De um modo geral, a mulher "ácida" é sempre bela, surpreendente mesmo de beleza. É como se a Natureza, em sua eterna sabedoria, procurasse corrigir essa hidrogenação excessiva com predicados que a façam perdoar, senão esquecer pelos homens. Porque uma coisa eu vos digo: é preciso muito conhecimento de química orgânica para poder distinguir uma "básica" ou uma "ácida" pela cara. A mulher "ácida" tem uma consciência intuitiva da sua química, e não é incomum vê-la querer passar por "básica" graças ao uso de maquilagem apropriada e outros disfarces próprios à categoria inimiga.

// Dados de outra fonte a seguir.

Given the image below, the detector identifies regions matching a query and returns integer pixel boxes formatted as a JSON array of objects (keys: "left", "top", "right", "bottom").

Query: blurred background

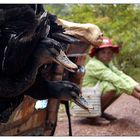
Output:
[{"left": 45, "top": 4, "right": 140, "bottom": 82}]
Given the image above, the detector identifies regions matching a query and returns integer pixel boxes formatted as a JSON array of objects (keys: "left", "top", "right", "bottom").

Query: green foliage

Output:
[{"left": 44, "top": 4, "right": 140, "bottom": 82}]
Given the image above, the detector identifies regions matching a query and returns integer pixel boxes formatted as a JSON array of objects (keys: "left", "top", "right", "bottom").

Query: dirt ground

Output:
[{"left": 55, "top": 94, "right": 140, "bottom": 136}]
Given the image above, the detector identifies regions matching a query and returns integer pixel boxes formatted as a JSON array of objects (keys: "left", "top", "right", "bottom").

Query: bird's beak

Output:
[{"left": 53, "top": 50, "right": 78, "bottom": 72}]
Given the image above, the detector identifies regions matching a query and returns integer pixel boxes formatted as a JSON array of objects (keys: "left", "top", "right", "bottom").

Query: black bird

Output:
[{"left": 0, "top": 5, "right": 88, "bottom": 122}]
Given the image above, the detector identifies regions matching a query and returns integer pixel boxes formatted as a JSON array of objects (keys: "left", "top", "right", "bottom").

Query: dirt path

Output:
[{"left": 55, "top": 94, "right": 140, "bottom": 136}]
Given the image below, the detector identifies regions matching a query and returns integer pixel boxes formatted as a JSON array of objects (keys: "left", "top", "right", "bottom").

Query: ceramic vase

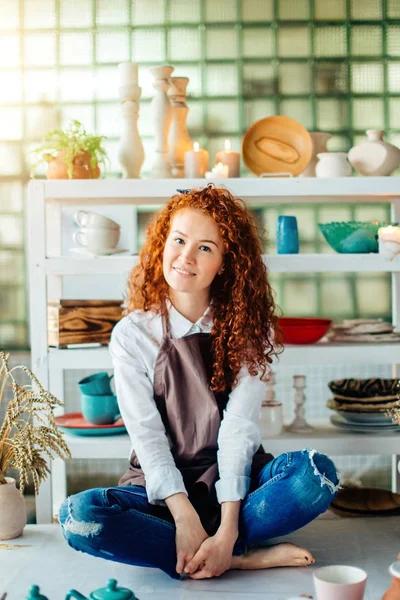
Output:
[
  {"left": 168, "top": 77, "right": 193, "bottom": 177},
  {"left": 0, "top": 477, "right": 26, "bottom": 540},
  {"left": 299, "top": 131, "right": 332, "bottom": 177},
  {"left": 150, "top": 67, "right": 174, "bottom": 179},
  {"left": 382, "top": 561, "right": 400, "bottom": 600},
  {"left": 349, "top": 129, "right": 400, "bottom": 177},
  {"left": 118, "top": 85, "right": 144, "bottom": 179},
  {"left": 315, "top": 152, "right": 351, "bottom": 177}
]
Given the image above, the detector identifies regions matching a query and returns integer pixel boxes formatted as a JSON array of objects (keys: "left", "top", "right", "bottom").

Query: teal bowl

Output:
[{"left": 318, "top": 221, "right": 395, "bottom": 254}]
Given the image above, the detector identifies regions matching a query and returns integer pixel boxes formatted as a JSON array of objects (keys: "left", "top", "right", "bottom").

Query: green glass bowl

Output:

Como um homem prevenido vale por dois, dou aqui, por alto, noções geográficas e fisiológicas dos dois tipos, de modo que não chupe tamarindo aquele que gosta de manga, e vice-versa. À vol d'oiseau1 se pode dizer que as regiões escandinavas, certas regiões balcânicas e a América do Norte são infestadas de mulheres "ácidas", no caso da América, sobretudo o Sul e Middle West2, onde há predominância do tipo one hundred per cent American3. Ingrid Bergman é uma "ácida escandinava" típica e é
preciso ir procurar uma Greta Garbo para achar a famosa exceção comum a toda a regra. As Ilhas Britânicas em si não são "ácidas"; mas há que ter cuidado com certas regiões da Escócia e da Irlanda, onde o limão come solto. Na França, com exceção de Paris e Île-de-France4, e naturalmente da Côte d'Azur5, reina uma certa acidez,
sobretudo na Bretanha, Alsácia e Normandia. A Itália é "básica", tirante, talvez, o Veneto e a Sicília. Os Países Baixos são o que há de mais "ácido", Flandres ainda mais que a região fiamenga. A Alemanha é à base do araque. Há, aí, que ir mais pelo padrão psicofisiológico que pelo geográfico.

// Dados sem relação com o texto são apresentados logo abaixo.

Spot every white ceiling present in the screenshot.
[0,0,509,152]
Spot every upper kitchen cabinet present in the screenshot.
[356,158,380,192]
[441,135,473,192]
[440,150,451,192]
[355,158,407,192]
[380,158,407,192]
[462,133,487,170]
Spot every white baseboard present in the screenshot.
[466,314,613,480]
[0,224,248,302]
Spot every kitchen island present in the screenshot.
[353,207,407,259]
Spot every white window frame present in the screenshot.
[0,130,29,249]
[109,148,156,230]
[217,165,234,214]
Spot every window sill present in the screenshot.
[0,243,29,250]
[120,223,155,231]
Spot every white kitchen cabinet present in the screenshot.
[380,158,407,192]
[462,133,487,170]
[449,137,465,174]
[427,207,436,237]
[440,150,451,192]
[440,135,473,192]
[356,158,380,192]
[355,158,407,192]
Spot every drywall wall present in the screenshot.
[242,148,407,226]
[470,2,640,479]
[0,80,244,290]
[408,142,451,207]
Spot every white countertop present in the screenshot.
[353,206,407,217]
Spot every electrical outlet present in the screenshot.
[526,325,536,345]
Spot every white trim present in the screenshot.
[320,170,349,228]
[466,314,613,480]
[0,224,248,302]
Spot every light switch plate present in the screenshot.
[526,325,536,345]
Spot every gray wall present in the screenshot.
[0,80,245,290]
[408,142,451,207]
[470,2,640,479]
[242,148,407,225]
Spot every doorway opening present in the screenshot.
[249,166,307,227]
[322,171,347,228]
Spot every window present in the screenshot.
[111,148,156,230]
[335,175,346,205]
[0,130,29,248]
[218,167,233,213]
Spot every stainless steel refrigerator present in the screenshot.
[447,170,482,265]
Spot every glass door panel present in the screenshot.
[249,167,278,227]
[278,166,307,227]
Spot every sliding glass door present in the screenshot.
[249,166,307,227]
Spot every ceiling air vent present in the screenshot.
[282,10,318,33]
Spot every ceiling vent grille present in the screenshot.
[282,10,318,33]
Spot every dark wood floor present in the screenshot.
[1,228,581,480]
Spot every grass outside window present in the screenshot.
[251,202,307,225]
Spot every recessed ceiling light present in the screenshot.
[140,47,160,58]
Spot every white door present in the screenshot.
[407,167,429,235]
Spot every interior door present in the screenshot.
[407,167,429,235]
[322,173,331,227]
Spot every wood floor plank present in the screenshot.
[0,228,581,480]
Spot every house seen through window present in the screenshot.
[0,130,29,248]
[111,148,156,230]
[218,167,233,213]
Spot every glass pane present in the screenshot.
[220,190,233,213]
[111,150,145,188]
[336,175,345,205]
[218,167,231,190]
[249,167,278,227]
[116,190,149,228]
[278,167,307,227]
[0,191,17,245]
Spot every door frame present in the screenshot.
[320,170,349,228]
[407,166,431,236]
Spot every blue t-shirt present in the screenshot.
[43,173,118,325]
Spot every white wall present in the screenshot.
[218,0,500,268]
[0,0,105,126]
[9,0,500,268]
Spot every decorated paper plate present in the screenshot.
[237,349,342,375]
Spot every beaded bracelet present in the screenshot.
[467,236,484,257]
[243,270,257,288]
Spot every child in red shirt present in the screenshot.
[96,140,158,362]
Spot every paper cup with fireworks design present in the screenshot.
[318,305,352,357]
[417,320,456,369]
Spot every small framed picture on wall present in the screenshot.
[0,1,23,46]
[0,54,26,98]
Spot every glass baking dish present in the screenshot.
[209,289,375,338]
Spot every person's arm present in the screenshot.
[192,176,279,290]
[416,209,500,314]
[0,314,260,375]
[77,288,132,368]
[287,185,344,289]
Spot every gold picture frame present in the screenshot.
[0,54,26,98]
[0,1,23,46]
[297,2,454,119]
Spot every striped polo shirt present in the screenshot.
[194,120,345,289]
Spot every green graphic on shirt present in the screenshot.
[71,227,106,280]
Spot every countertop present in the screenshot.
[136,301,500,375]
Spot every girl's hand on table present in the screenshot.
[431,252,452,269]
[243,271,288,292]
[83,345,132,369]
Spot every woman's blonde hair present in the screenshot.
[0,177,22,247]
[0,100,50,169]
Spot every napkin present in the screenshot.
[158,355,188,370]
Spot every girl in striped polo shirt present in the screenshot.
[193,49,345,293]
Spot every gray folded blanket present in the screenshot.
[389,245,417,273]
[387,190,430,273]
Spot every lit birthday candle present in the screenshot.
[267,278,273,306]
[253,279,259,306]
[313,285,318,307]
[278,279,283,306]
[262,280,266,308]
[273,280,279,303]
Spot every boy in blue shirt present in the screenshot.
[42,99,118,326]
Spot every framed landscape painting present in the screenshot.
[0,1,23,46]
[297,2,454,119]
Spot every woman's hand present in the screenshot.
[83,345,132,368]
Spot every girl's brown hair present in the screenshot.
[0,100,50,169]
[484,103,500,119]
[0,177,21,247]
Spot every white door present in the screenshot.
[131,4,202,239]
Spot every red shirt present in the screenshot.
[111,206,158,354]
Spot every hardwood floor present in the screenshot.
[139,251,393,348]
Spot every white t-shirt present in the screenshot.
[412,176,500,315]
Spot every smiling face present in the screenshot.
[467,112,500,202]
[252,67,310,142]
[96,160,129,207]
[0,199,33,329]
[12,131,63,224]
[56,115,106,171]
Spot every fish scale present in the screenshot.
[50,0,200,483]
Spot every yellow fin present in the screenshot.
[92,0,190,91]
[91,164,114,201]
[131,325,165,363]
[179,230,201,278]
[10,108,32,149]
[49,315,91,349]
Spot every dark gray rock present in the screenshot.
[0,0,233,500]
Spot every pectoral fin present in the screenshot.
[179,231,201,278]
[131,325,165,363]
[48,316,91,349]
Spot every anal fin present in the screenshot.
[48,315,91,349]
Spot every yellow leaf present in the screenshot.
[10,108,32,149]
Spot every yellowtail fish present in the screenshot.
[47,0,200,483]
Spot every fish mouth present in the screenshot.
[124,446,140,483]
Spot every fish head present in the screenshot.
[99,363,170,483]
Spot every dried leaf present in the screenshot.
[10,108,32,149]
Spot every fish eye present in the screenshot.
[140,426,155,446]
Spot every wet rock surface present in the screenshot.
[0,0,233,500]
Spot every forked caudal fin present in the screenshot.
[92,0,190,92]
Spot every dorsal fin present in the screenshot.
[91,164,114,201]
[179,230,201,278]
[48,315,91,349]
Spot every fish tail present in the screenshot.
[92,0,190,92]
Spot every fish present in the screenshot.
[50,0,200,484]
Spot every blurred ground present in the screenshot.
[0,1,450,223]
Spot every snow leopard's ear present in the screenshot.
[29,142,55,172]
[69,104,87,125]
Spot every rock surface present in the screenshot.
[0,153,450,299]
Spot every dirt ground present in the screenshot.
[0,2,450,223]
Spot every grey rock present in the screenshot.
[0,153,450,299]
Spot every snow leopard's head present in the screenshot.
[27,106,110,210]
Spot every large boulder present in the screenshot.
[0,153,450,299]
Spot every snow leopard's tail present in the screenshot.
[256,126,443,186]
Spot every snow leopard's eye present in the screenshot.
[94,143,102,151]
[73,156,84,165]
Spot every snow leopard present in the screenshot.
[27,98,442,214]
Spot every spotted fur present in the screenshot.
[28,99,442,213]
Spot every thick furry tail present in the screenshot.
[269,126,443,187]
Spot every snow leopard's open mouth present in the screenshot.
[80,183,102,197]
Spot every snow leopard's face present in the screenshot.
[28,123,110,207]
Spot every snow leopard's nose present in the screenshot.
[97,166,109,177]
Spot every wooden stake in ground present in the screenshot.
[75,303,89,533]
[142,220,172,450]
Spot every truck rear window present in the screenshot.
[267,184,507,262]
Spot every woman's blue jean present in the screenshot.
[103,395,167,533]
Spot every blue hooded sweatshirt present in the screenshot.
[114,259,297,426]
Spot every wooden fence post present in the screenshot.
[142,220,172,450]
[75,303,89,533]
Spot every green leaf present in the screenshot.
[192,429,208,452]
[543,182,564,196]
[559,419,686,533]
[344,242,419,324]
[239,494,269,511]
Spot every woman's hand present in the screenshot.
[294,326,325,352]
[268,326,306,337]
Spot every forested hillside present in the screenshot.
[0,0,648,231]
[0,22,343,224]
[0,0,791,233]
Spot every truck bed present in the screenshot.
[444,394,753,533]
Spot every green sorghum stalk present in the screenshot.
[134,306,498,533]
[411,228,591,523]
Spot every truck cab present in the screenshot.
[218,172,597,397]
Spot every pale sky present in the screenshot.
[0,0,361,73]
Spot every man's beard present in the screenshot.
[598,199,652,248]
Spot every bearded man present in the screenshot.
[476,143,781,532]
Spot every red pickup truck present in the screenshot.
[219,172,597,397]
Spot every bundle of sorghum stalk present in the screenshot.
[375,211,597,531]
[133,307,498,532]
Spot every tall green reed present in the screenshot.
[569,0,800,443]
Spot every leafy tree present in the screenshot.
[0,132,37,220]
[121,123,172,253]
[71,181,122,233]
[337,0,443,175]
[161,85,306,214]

Desconfie-se, em princípio, de mulheres com muita sarda ou tache-de-rousseur6. Há
exceções, é claro; mas vejam só Betty Davis, * * que é de dar dor na dentina. É bom também andar um pouco precavido com mulheres, louras ou morenas, levemente dentuças. Acidez quase certa.
Felizmente, a grande maioria é constituída de "básicas", para bem de todos e
felicidade geral da nação. Sobretudo no Brasil, felizmente liberto, desde alguns meses, da sua "ácida número um" - aliás de outras plagas, diga-se, o peito inchado do mais justo orgulho nacional.
Vinícius de Moraes. 1 Em linha reta.
2 Centro Oeste.
3 Cem por cento americana.
4 Ilha de França - uma das 27 regiões administrativas da França. Sob o Antigo Regime, era uma
província francesa. Após a Revolução passou a chamar-se Região Parisiense, até 1975, quando recuperou o antigo nome.
5 Costa Azul - parte do litoral sul da França no Mar Mediterrâneo, indo de Toulon a Menton na fronteira
com a Itália. Também chamada de Riviera Francesa, esta região é considerada uma das áreas mais luxuosas, caras e sofisticadas do mundo.
6 Mancha de sardas.
* O autor congratula-se consigo mesmo de haver escrito, há dez anos, urna verdade que resulta em tão graciosa homenagem póstuma à grande estrela americana.